Si j’ai tenu à reproduire dans Les lignes qui précèdent la plus grande partie d’un des articles que M. Dieulafé, alors prosecteur à la Faculté de Médecine de Toulouse, a écrits sur les déformations de la rate, c’est que la compétence anatomique spéciale de l’auteur est un sûr garant de l’exactitude des observations. Je ne discuterai donc pas l’existence de rates déformées, déplacées, parcourues de nombreux sillons ou déchiquetées par de multiples incisures, mais je ne saurais admettre que le corset, surtout peu serré et bien placé, puisse jouer dans les cas rapportés le grand premier rôle. Déjà dans une observation la rate examinée était celle d’un homme, dans d’autres cas, la rate était hypertrophiée et malade, enfin un autre sujet est une demi-mondaine qui faisait passer les fantaisies d’une coquetterie exagérée avant les soins de sa santé.
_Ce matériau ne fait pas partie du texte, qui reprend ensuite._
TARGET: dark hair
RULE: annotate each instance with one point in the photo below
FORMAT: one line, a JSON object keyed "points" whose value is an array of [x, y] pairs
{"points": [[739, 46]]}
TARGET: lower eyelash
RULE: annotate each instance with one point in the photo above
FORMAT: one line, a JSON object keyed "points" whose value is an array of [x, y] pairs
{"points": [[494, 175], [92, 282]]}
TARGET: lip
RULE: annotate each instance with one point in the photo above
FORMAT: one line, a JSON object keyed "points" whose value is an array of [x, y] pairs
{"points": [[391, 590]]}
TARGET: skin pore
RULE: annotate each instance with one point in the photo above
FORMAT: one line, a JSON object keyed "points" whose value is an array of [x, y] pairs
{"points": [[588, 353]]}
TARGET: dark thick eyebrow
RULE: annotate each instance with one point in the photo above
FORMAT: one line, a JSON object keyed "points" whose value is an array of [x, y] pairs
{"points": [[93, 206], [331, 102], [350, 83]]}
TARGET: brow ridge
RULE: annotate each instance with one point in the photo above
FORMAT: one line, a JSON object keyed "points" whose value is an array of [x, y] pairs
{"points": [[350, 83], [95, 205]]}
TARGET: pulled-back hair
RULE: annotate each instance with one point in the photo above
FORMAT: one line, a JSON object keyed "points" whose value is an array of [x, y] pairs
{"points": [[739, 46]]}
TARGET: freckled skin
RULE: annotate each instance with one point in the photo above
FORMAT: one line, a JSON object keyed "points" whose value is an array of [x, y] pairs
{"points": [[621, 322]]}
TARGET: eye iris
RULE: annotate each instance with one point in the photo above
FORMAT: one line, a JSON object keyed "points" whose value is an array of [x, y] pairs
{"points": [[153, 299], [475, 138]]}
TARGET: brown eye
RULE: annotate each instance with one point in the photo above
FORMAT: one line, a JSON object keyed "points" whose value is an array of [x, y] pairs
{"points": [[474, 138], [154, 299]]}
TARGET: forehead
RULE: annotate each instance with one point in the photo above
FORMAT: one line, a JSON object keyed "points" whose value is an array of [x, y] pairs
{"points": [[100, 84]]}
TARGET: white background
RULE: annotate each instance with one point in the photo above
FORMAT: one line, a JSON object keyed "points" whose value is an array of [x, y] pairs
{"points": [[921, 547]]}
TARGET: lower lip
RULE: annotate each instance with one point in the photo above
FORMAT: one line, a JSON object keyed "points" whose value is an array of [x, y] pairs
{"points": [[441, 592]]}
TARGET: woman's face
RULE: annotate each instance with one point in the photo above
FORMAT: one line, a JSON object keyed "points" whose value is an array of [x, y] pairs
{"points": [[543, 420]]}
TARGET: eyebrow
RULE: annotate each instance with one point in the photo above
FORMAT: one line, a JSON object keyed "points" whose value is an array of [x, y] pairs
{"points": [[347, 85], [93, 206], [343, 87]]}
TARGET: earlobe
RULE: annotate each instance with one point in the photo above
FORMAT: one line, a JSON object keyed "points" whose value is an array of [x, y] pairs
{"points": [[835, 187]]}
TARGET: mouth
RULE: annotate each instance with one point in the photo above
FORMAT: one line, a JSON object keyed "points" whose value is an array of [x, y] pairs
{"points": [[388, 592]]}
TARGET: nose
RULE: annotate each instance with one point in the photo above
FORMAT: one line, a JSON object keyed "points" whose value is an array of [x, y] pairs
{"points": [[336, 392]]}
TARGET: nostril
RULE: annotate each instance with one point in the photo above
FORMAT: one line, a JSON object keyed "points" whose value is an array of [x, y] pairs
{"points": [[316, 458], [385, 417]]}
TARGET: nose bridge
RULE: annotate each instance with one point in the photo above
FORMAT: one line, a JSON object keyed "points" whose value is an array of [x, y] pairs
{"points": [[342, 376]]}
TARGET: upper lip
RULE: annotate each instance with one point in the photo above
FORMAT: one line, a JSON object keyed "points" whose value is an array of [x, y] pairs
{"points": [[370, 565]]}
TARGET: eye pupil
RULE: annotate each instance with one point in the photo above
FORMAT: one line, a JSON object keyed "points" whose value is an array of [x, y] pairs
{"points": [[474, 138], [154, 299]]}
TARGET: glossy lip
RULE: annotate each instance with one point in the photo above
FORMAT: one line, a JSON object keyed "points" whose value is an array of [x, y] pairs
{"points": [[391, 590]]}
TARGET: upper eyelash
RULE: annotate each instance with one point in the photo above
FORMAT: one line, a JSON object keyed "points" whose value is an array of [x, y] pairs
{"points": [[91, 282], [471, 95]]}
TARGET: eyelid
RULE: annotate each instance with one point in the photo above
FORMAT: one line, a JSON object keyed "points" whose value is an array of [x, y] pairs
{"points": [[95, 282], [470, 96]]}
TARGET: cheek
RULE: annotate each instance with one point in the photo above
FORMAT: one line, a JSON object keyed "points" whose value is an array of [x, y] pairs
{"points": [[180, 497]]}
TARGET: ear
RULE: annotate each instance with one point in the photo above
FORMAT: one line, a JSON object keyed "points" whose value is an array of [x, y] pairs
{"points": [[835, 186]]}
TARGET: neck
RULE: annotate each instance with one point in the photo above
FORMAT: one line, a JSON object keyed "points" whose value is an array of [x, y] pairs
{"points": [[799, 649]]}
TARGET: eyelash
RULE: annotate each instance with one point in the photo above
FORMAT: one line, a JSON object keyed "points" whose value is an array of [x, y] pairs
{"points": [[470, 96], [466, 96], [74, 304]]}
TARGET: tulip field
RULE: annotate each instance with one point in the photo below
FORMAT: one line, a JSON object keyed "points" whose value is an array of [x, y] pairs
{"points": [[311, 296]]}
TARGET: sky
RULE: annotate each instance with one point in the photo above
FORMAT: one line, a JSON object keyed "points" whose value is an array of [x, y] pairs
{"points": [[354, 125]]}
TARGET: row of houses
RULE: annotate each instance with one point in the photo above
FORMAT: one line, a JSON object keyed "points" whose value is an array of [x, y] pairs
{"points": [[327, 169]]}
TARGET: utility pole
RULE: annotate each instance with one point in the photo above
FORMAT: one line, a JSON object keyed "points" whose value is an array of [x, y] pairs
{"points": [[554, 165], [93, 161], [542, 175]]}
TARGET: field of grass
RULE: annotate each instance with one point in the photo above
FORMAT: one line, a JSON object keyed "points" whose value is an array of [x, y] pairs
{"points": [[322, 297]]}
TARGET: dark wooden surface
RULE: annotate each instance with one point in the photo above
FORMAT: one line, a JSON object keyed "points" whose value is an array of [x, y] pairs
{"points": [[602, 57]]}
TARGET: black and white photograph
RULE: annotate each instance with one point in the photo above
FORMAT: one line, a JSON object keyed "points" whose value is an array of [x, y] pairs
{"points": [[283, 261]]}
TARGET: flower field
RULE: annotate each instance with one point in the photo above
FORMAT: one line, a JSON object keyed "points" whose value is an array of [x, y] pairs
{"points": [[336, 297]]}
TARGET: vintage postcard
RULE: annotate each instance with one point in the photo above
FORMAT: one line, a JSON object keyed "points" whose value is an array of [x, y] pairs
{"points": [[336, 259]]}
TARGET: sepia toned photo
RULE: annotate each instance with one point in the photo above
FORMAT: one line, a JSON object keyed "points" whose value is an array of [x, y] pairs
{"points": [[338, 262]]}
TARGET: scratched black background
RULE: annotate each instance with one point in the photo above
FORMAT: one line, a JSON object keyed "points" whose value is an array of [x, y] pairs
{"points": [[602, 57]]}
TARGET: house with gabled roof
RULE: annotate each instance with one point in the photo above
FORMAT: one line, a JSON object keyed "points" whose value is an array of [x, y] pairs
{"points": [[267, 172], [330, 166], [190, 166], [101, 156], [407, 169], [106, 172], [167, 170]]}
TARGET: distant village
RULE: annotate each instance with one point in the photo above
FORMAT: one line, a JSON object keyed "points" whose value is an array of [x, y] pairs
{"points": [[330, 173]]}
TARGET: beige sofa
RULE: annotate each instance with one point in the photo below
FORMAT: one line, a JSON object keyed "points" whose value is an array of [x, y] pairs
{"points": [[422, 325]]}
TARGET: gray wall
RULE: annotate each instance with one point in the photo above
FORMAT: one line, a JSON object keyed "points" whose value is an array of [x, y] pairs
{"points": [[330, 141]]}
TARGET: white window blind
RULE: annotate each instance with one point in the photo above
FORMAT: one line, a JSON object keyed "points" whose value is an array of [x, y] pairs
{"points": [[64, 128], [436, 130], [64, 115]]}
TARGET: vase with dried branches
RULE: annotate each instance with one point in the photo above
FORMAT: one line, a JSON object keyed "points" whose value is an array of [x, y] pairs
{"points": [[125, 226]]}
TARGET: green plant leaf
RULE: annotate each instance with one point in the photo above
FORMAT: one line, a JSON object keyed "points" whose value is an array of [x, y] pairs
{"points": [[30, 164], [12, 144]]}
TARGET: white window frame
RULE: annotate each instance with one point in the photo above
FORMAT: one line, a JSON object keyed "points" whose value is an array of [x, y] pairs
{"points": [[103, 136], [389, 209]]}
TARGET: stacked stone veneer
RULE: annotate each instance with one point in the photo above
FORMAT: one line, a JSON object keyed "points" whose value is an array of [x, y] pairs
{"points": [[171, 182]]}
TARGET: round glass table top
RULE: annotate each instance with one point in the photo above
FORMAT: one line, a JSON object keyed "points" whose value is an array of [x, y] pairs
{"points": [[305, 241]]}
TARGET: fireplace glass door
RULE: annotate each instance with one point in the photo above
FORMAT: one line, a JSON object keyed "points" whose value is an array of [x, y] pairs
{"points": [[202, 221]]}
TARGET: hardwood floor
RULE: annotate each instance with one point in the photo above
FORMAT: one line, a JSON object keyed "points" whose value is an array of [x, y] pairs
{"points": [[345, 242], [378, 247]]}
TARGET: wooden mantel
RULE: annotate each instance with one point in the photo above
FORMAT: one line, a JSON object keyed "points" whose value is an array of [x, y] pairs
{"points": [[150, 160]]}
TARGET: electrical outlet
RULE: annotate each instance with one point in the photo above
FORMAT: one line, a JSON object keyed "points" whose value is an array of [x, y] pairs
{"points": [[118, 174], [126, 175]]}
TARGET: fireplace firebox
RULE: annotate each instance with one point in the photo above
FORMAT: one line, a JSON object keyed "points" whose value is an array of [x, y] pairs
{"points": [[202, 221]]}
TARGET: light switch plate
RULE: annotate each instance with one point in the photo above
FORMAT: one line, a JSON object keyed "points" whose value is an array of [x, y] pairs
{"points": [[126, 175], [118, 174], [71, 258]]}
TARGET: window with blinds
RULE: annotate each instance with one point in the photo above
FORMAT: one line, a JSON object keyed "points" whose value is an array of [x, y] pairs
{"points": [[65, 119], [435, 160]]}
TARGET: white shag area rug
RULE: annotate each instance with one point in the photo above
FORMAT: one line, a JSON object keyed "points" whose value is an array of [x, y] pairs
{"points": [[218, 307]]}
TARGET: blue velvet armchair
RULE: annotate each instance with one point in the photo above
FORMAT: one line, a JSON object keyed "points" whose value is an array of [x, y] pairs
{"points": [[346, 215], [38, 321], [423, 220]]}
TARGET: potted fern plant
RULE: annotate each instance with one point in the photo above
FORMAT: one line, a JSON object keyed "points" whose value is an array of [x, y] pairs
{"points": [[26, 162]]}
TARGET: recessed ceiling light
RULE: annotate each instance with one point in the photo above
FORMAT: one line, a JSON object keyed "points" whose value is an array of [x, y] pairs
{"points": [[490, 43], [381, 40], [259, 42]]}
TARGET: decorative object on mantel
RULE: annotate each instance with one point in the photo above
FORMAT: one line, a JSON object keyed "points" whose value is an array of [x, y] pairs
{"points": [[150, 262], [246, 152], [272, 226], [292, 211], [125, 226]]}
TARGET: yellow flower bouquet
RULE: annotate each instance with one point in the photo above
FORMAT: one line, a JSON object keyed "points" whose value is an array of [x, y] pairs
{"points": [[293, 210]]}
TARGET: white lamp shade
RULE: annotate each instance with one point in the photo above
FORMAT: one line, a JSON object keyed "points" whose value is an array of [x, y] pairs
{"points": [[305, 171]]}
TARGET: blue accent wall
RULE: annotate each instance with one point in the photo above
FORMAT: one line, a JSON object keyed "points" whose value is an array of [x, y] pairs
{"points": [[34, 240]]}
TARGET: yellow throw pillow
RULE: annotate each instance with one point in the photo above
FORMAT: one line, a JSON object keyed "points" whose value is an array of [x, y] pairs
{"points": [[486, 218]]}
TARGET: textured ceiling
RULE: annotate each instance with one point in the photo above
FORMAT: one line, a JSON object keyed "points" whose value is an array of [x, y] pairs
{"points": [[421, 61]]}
Ce qu’il faut accepter, seulement, je crois, c’est qu’une constriction exagérée peut augmenter, pour la rate, les néfastes résultats d’états pathologiques antérieurs.
Je n’insisterai pas davantage sur cette partie de mon travail, je crois le lecteur suffisamment préparé à bien se rendre compte des phénomènes que je vais décrire en parlant de l’estomac et de l’intestin.
Toutefois, pour que cette étude si importante de l’influence du corset sur l’estomac et l’intestin apparaisse plus nette, je traiterai auparavant de l’action du corset sur les reins.